Primeira visão: raios de luz
Amanhece
: o sol

Visão do meio: muita luz
estômago cheio
: a sesta

Visão seguinte: outras luzes
escuridão povoada
: a festa.
 

Garagem em Curitiba


O outro lado da bicicleta
bem ao meu lado –

1001 possibilidades
de ela me levar

- São Paulo, vou hoje
à noite, sem ela.

Cobri-la com um lençol?
Prendê-la ao pé da estante?

Descer do metrô na república,
pelas ruas, e se perder

até o retorno à casa
de minhas amadas.

- São Paulo, vou hoje!
A noite sem ela.

Meu pai

Meu pai, um caboclo,
antes do seu almoço,
lavava bem as mãos,
os braços, o rosto,
e o belo pescoço.
Espremia limão no copo
com cachaça de meses,
dava um trago, almoçava.
Com toda a família,
a maioria das vezes.

Parada

Parar o tempo por um tempo que seja
Antes que o tarde seja tarde demais
Ao recusar a perda, quem esbraveja
Com a maré baixa, vida parada no cais.

Quando o sol quente abre o dia para o mar
Acorda o silêncio de tantas noites em mim.
Sem medo, silencioso, descanso meu olhar
Sobre reflexos prateados das águas sem fim.

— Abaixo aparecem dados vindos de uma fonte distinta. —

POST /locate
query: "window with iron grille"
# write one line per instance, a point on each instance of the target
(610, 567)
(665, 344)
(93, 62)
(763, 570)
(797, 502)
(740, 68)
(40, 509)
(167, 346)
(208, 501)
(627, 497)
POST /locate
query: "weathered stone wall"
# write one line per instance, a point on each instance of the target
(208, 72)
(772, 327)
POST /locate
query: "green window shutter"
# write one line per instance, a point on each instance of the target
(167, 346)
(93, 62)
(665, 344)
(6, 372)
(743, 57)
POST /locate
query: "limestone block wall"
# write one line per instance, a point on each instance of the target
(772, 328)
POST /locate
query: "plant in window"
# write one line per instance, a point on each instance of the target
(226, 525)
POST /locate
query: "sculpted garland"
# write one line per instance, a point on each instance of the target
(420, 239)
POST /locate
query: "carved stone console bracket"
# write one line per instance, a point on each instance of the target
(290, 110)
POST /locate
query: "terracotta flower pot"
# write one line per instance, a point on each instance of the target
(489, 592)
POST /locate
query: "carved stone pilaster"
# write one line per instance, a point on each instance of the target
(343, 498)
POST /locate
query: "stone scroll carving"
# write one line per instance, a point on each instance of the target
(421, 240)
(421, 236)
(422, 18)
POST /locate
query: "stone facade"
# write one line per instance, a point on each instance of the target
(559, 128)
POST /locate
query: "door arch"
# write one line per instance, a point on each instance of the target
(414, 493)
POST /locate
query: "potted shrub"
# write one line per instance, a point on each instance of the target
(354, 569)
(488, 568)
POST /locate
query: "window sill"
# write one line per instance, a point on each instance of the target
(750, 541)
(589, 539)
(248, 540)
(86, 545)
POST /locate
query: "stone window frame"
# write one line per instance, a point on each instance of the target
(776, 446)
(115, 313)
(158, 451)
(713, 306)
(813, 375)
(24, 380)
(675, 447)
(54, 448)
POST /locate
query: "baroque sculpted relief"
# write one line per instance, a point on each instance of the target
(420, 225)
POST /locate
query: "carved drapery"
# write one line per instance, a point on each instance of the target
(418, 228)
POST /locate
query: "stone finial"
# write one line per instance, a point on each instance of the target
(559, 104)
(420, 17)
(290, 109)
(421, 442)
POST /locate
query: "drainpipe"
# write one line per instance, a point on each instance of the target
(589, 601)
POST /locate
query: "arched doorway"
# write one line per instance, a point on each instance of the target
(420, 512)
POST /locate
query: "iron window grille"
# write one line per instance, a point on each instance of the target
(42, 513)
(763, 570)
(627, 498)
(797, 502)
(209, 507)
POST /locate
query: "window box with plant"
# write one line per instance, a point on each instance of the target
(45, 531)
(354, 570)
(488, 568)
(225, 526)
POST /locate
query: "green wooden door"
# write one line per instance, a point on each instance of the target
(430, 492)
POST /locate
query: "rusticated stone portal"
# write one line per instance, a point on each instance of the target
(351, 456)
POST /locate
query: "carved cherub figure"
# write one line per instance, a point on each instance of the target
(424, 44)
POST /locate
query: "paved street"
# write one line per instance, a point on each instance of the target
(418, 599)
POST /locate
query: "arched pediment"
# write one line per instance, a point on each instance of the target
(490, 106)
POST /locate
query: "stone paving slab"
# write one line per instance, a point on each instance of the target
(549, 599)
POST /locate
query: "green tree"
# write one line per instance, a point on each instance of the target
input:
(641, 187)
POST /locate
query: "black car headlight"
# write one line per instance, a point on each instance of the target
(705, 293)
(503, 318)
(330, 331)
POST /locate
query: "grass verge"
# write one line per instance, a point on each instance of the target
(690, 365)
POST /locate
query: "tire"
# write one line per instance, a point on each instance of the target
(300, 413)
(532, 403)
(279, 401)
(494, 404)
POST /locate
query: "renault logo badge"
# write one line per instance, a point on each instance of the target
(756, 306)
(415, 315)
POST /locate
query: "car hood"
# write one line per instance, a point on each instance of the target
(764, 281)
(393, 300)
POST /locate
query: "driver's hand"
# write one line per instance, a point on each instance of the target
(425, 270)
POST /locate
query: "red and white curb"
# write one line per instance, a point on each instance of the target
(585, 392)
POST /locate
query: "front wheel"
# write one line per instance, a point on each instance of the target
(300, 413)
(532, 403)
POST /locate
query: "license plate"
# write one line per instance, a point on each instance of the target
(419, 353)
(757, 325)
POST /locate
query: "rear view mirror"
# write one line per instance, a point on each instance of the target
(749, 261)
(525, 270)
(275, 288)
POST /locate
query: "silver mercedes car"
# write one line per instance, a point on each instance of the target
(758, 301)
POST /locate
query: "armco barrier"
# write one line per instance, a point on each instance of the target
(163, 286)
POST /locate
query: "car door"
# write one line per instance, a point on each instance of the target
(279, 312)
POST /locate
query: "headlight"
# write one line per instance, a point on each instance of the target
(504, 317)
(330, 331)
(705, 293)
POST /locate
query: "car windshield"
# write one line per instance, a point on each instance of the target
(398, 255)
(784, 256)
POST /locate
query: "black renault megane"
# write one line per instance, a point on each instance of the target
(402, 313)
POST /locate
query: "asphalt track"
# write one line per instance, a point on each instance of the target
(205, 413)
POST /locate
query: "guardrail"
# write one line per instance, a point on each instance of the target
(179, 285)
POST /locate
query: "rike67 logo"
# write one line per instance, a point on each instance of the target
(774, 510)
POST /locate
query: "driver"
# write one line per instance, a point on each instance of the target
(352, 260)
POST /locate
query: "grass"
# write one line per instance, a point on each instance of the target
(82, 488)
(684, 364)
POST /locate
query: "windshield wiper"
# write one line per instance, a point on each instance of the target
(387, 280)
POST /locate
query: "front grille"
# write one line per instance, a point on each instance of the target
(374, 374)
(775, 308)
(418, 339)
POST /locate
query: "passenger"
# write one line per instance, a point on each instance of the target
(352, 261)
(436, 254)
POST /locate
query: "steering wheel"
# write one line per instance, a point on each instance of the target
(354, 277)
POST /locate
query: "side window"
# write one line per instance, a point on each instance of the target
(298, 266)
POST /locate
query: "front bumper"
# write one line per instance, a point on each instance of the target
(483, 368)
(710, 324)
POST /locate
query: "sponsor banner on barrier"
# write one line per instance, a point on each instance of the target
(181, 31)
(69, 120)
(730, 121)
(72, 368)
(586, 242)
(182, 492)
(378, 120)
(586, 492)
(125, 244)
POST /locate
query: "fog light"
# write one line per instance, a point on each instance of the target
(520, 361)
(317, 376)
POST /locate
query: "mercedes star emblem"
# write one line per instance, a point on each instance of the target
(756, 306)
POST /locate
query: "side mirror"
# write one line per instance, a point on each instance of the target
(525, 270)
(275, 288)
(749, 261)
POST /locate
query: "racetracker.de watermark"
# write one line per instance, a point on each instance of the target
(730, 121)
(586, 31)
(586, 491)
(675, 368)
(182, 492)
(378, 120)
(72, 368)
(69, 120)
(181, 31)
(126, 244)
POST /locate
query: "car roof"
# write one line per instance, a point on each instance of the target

Um breve mergulho que dera pelo universo
Já sem graça, por causa de tua ausência,
Causa-me espanto... este vazio relutante

“Astros pálidos” de uma canção distante
Mesmo tempo, rastros de uma existência,
Retorno ao mar. Cedo ao desejo submerso.

Repouso

Palavra que te quero
sorte!
Errou a palavra
falta ou norte.
No acerto,
oh, palavra abençoada!
Prêmio: a pessoa amada.
melhor brincadeira -
caça palavras.
Escondidas,
uma saía a outra estava.
Lá pelas tantas
um bando de três
palavras, palavras, palavras...
mergulho no rio
bem no revés.
Na sala
horizontal palavra corpo
tranquilo, silencioso, em repouso.

Virtuosa

 A força do sentido extremo
está naquilo que sustento.
No olho do furacão – o vento.
Na pupila de um cão sarnento.

Na leveza da alma – o beijo.
Na substância vertiginosa – a noite,
quando brilha, magistral – a lua
cheia, apaixonante, úmida.

Onde sol nenhum fulgura.
No fio da navalha – o sangue
do pacto – os amantes.

Na busca – o desaparecimento.
Na descoberta – a fuga
em qualquer momento.

Estes poemas estão no livro "Chave do verso" (Medusa, 2017). 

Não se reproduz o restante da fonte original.